Sie standen an ihren Plätzen
Der Gesetzentwurf „Über die Grundlagen der staatlichen Sprachpolitik“ Nr. 9073 wurde in der Werchowna Rada von den Parlamentsabgeordneten Sergej Kiwalow und Wadim Kolesnitschenko (beide Partei der Regionen) registriert. Das Dokument sieht vor, dass die ukrainische Sprache die einzige Amtssprache bleibt, jedoch sieht es eine breite Anwendung regionaler Sprachen vor, zu denen im Gesetzentwurf unter anderem die russische gezählt wird. Die Anwendung regionaler Sprachen sieht unter anderem die Möglichkeit einer Übersetzung von Wahl-, Gerichts- und Anwaltsdokumenten vor. Daneben schlägt der Entwurf den Organen der lokalen Selbstverwaltung vor, in diesen Regionalsprachen ihre Angelegenheiten abzuwickeln und sie beim Schriftwechsel mit den Staatsorganen der höheren Ebenen zu verwenden.
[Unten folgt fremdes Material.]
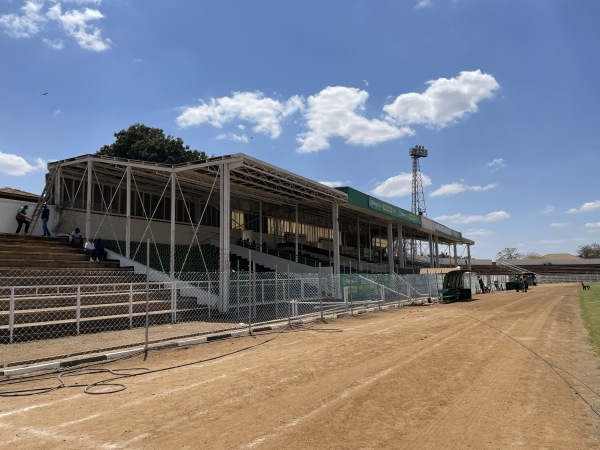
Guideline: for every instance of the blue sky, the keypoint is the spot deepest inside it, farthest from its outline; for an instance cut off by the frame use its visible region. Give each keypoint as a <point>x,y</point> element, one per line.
<point>504,95</point>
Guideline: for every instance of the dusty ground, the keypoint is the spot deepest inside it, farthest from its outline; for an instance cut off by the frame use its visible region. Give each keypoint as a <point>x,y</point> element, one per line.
<point>506,370</point>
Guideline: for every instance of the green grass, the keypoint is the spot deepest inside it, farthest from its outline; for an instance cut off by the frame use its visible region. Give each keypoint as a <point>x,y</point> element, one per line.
<point>590,306</point>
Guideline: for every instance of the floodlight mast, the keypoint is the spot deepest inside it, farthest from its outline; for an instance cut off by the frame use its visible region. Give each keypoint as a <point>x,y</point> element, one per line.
<point>418,198</point>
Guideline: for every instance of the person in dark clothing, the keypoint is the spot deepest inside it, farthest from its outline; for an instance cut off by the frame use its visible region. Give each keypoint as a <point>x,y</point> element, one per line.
<point>100,251</point>
<point>45,216</point>
<point>22,219</point>
<point>481,285</point>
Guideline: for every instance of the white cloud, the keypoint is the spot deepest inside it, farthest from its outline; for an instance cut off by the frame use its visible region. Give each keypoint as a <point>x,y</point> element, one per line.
<point>334,183</point>
<point>445,100</point>
<point>233,137</point>
<point>55,44</point>
<point>76,24</point>
<point>586,207</point>
<point>17,166</point>
<point>25,25</point>
<point>398,186</point>
<point>457,188</point>
<point>462,219</point>
<point>265,113</point>
<point>559,225</point>
<point>333,113</point>
<point>422,4</point>
<point>496,164</point>
<point>478,232</point>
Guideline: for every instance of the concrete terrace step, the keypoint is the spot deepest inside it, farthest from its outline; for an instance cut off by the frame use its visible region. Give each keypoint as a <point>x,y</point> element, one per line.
<point>49,302</point>
<point>53,330</point>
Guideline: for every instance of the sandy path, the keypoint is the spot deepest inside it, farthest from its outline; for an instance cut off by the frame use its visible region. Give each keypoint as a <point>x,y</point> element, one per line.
<point>507,370</point>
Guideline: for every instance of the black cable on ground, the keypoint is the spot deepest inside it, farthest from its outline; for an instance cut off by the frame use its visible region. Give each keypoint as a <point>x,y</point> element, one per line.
<point>110,383</point>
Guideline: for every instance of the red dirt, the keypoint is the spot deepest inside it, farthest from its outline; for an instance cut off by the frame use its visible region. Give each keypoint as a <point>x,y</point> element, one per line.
<point>506,370</point>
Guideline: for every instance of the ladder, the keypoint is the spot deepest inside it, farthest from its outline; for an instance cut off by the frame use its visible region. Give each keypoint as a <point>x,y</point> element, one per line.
<point>35,215</point>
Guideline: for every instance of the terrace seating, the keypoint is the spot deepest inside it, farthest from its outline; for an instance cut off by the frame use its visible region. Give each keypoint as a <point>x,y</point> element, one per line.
<point>49,289</point>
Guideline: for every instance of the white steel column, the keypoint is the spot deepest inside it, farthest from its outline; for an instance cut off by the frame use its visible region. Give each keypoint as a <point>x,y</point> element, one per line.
<point>88,210</point>
<point>469,256</point>
<point>336,238</point>
<point>431,258</point>
<point>172,241</point>
<point>455,255</point>
<point>358,240</point>
<point>225,228</point>
<point>128,216</point>
<point>296,220</point>
<point>400,248</point>
<point>390,248</point>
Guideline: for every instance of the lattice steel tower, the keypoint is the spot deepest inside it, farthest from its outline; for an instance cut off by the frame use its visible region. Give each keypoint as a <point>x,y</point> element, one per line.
<point>418,203</point>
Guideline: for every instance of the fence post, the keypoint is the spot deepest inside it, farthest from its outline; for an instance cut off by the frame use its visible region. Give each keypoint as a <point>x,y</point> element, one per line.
<point>320,293</point>
<point>130,305</point>
<point>11,315</point>
<point>78,309</point>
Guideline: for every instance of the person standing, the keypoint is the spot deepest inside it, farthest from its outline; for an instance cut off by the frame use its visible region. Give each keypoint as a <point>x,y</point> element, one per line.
<point>22,219</point>
<point>45,217</point>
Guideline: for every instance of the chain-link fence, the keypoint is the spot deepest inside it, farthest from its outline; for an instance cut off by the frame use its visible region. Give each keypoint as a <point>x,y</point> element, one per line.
<point>46,314</point>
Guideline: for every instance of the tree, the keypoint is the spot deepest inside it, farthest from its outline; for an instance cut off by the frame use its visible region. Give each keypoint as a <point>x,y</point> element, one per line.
<point>508,253</point>
<point>589,251</point>
<point>150,144</point>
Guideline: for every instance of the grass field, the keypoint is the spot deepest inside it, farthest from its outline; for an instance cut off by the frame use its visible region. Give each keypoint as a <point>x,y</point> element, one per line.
<point>590,307</point>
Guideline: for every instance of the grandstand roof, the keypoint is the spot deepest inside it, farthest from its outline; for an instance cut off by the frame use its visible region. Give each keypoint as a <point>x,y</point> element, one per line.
<point>250,178</point>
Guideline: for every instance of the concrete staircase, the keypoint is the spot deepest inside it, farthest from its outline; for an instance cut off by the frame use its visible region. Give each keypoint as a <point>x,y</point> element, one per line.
<point>49,289</point>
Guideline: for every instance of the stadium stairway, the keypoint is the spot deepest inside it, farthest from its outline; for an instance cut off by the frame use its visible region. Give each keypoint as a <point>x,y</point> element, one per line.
<point>49,289</point>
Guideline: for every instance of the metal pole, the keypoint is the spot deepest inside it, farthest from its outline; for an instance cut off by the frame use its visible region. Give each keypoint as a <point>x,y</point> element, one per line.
<point>147,297</point>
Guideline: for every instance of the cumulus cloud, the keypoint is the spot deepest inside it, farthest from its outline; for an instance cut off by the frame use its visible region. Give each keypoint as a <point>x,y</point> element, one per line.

Die Prüfung des Gesetzentwurfes wurde am 24. Mai aufgrund einer Schlägerei zwischen den Abgeordneten der Opposition und Vertretern der Fraktion der Partei der Regionen verhindert (siehe Ausgabe des Kommersant-Ukraine vom 25. Mai). Der zweite Versuch das Gesetz zu beschließen wurde auf den 5. Juni angesetzt. Die Vorbereitung begann bereits am Montagabend. Gegen 23:00 Uhr tauchten beim Gebäude der Werchowna Rada einige hundert junger Leute von kräftiger Statur in sportlicher Kleidung auf, die den Platz zwischen dem Watutin-Denkmal und dem Zaun vor dem Parlament besetzten. Sie waren wortkarg. „Die Mehrzahl von uns hier ist nicht aus Donezk, sondern aus Poltawa, Kriwoj Rog und Lugansk“, gab einer von ihnen gegenüber dem “Kommersant-Ukraine” zu. „Wir sind hierher gekommen, um die Partei der Regionen zu unterstützen“. Davon erfahrend begannen sich auch Gegner des Sprachgesetzes zum Rada-Gebäude zu begeben, doch waren sie weitaus weniger – buchstäblich einige Dutzend. Gegen Mitternacht wurde die Gruschewskij-Straße, auf der sich das Parlamentsgebäude befindet, gesperrt und auf der Fahrbahn wurde eine Tribüne mit der Symbolik der Partei der Regionen errichtet. Die Milizionäre, die vor der Rada wachten, beobachteten die Vorgänge ruhig.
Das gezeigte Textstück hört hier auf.